Foregone does raise one fascinating issue about the relationship of Banks’s work to his life. In Robert Niemi’s 1997 biography of Banks, he quotes a 1987 interview with the author, in which Banks discussed how his early experience has continued to inform the worldview expressed in his writing: “I still view myself in the larger world the way I did when I was an adolescent . . . The delusion is that success will change you—it’s the American dream—you can kill the old person and become a new one.”

In Foregone, Fife recognizes that success has not changed or redeemed him.
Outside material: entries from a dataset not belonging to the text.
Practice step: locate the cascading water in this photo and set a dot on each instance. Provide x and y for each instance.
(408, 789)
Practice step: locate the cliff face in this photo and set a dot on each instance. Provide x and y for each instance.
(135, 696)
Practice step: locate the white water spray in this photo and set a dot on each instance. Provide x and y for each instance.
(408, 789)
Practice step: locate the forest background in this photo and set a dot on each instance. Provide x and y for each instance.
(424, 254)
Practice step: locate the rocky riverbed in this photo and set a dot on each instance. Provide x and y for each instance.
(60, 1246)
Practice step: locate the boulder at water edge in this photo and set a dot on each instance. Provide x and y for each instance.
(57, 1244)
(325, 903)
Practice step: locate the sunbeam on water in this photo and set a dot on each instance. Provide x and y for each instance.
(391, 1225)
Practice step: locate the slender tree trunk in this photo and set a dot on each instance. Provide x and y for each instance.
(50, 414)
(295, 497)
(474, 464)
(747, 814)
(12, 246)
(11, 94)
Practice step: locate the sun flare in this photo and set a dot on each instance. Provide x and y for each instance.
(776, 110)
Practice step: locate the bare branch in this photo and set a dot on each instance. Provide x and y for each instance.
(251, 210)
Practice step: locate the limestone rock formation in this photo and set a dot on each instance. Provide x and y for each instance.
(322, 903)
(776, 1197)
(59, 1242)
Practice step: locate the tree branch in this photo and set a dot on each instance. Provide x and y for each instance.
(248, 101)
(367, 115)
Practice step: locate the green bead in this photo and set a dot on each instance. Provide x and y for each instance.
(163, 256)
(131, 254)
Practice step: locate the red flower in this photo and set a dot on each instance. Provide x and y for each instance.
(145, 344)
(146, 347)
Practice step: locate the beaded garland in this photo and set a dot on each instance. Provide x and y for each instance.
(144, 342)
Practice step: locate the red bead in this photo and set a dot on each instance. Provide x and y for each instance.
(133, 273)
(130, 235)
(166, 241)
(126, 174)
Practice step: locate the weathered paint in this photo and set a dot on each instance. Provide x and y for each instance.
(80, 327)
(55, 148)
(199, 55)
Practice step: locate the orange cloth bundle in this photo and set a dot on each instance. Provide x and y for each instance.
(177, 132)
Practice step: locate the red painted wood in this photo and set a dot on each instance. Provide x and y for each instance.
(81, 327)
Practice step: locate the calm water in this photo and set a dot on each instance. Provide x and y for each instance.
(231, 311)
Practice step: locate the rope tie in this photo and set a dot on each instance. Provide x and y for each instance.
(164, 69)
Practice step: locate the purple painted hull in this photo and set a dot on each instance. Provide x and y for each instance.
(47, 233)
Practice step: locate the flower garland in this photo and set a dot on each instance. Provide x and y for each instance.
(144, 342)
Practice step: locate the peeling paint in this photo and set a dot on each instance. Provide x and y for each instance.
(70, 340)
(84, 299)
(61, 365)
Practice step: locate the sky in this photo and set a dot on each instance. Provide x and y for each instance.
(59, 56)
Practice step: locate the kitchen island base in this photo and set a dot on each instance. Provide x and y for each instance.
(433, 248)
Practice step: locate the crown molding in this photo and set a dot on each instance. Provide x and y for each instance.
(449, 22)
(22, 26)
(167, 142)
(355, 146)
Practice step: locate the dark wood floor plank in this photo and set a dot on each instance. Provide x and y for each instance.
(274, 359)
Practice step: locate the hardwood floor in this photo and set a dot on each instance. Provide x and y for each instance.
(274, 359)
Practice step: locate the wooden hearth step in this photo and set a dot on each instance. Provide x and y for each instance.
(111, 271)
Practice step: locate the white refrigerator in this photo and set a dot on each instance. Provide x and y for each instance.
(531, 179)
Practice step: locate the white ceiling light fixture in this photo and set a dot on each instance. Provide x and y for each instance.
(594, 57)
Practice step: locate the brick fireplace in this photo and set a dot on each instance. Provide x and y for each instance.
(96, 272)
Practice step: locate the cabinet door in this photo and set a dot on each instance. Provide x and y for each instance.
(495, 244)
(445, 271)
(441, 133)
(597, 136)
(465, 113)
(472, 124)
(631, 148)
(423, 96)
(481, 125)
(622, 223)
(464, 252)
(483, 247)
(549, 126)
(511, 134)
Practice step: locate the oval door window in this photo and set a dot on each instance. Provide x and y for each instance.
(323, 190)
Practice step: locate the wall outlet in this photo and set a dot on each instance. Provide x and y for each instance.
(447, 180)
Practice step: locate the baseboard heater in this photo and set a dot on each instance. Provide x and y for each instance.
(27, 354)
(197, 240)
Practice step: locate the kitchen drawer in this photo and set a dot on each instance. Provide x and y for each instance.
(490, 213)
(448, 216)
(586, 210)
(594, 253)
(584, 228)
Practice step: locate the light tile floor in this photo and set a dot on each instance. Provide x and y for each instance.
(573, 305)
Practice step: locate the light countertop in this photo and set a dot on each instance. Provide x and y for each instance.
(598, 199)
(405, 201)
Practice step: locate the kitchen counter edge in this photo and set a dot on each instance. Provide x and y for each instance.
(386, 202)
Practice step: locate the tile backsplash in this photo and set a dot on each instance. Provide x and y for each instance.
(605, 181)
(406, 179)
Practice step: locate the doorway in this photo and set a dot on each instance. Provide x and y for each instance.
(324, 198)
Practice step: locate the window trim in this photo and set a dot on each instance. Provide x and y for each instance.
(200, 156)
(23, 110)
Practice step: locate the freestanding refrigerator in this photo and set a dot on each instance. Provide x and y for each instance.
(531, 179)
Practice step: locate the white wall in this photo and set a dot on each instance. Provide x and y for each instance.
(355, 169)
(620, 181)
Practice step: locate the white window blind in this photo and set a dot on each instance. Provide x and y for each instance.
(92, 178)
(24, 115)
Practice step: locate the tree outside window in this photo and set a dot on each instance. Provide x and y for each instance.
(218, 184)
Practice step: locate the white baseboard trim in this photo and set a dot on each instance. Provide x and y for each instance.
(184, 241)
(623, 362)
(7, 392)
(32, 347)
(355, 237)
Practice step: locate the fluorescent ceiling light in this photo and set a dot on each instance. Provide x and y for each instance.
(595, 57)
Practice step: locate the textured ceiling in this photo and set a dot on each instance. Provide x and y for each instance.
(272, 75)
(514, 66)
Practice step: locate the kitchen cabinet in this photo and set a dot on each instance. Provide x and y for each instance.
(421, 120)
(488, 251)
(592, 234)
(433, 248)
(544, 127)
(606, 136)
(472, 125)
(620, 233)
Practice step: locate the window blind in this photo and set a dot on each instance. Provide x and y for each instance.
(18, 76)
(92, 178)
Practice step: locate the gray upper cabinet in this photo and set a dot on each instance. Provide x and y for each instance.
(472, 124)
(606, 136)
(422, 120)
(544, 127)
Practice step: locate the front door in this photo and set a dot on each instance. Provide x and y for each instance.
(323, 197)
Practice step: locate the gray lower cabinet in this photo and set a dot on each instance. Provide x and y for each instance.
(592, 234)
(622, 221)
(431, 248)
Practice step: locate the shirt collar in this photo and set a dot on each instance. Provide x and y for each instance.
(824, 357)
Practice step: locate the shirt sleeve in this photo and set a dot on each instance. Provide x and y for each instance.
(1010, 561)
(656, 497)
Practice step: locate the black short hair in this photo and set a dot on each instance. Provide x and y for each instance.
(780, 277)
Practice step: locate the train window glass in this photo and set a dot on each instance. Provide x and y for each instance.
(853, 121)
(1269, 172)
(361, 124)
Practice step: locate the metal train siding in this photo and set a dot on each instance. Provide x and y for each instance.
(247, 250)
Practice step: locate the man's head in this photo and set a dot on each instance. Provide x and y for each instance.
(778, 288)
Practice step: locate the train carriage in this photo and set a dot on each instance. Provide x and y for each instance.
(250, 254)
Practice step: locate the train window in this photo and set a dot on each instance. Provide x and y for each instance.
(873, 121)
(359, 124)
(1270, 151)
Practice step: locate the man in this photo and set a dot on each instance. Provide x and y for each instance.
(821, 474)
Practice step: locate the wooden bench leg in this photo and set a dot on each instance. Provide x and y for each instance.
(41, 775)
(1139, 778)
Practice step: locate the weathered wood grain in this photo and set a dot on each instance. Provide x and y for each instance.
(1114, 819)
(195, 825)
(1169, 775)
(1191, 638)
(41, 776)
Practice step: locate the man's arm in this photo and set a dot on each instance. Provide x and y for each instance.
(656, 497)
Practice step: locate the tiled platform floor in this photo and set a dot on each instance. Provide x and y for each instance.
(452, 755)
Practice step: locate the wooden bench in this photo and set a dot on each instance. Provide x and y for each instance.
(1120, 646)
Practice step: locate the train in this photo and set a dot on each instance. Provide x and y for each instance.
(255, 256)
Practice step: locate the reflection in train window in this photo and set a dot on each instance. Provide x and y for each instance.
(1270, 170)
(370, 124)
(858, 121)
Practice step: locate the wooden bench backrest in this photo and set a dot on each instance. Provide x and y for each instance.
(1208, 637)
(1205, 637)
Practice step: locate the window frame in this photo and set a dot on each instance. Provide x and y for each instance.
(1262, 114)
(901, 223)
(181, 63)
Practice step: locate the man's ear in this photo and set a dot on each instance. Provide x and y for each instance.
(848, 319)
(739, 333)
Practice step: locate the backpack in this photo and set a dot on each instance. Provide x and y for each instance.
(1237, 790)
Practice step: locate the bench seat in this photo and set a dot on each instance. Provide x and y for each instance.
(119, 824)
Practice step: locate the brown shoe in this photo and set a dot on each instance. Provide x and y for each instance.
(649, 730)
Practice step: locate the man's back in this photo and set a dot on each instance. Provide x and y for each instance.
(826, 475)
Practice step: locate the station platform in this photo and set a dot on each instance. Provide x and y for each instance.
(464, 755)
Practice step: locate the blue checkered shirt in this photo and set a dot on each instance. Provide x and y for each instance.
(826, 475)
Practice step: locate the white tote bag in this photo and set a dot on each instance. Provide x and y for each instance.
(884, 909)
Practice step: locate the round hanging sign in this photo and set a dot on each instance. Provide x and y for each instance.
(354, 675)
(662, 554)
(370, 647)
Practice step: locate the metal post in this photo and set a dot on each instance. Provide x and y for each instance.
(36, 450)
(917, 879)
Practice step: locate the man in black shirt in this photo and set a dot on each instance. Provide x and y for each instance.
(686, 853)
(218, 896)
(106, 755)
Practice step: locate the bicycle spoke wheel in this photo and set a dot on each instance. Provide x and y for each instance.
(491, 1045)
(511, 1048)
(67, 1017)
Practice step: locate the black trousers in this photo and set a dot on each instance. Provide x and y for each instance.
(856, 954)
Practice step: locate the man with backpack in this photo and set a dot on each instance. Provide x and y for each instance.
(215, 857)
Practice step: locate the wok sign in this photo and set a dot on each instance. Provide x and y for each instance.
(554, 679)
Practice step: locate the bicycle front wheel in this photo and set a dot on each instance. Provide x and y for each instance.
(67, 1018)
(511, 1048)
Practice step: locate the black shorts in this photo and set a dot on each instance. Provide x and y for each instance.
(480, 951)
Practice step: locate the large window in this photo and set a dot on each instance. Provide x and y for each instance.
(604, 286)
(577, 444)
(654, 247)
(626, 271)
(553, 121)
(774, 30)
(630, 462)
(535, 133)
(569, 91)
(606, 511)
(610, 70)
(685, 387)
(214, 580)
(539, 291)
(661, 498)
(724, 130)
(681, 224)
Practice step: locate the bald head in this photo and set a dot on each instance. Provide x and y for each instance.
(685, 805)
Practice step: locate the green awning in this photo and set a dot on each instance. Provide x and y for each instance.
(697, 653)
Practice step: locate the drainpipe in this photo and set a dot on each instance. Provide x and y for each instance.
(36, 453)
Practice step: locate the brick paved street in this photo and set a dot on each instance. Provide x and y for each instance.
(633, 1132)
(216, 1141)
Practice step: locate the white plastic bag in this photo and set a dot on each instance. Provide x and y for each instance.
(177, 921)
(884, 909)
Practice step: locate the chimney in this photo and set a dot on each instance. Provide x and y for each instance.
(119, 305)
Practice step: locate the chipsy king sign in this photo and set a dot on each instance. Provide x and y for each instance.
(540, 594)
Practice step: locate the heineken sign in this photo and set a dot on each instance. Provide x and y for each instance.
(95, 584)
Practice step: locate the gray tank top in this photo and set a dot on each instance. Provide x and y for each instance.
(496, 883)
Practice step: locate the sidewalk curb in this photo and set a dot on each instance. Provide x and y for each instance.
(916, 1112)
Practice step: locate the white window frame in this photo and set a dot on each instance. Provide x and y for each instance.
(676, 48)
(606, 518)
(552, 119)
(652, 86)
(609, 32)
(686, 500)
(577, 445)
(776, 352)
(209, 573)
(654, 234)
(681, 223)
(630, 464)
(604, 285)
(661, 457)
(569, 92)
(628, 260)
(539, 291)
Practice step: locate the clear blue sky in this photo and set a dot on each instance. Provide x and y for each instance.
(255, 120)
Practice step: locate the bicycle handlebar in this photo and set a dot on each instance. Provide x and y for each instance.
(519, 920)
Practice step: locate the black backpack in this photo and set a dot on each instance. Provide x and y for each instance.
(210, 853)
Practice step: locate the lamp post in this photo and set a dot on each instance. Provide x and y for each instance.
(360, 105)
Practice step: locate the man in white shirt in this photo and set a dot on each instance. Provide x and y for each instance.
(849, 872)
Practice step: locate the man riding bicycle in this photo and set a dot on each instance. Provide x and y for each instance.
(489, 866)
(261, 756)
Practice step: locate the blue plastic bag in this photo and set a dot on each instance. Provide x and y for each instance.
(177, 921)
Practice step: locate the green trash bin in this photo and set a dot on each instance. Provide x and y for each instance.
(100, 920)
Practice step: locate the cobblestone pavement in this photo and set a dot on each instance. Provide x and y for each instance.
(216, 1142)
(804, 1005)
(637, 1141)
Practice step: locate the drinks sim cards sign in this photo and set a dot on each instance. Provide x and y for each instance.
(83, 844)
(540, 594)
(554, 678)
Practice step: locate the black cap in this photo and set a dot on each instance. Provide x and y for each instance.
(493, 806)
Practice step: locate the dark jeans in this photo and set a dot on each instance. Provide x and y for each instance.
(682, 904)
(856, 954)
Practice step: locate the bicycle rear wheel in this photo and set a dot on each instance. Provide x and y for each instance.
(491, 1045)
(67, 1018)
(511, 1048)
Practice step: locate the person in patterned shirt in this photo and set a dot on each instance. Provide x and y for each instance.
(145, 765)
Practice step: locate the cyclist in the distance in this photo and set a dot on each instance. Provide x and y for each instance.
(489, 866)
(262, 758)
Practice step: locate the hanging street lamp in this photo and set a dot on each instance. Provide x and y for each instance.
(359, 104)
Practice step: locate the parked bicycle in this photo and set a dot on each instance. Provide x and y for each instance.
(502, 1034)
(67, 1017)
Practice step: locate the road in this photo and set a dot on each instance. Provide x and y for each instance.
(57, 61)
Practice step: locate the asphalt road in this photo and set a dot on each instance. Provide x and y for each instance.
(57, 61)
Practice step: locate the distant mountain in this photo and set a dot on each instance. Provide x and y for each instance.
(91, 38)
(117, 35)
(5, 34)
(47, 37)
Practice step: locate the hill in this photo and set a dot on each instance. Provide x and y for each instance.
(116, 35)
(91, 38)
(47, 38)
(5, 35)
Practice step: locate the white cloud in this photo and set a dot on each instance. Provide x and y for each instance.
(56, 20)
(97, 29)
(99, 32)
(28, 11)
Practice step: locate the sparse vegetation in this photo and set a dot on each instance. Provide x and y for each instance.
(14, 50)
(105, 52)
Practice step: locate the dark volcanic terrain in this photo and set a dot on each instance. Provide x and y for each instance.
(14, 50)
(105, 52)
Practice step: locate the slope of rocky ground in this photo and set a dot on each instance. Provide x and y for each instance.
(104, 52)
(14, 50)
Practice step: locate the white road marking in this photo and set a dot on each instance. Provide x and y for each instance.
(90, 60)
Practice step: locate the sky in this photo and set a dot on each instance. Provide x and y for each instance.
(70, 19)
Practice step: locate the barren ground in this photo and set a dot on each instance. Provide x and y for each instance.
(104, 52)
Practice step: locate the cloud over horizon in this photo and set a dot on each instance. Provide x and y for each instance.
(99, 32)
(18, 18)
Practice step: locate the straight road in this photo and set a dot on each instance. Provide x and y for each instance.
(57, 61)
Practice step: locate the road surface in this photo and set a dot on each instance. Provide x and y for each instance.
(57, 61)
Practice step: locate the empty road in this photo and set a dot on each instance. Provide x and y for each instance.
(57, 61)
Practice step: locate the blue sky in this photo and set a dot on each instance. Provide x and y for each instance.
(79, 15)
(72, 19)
Fundamentally, he remains the same man who deserted two families, the man who left his country behind to break free of his second wife, son, and in-laws, while letting others believe that fled to Canada for noble reasons.

“You are who you are and you cannot change, right? Or can you?” Fife muses. “Isn’t that what he’s been trying to accomplish by putting himself in front of Malcolm’s camera with Emma in the audience? . . . He’s trying to become at the last possible minute a different person than he has been for his entire life. He can’t atone for the person he was and forgive himself for the sins and crimes he committed without first changing who he was and is.”

Thirty-four years have passed since Banks gave that interview in which he insisted on the immutability of identity as established early in life. Foregone revisits the subject half a lifetime later. If a dying man’s seemingly ill-advised unburdening might somehow yield 11th-hour transformation, such a conclusion to a Russell Banks book is anything but foregone.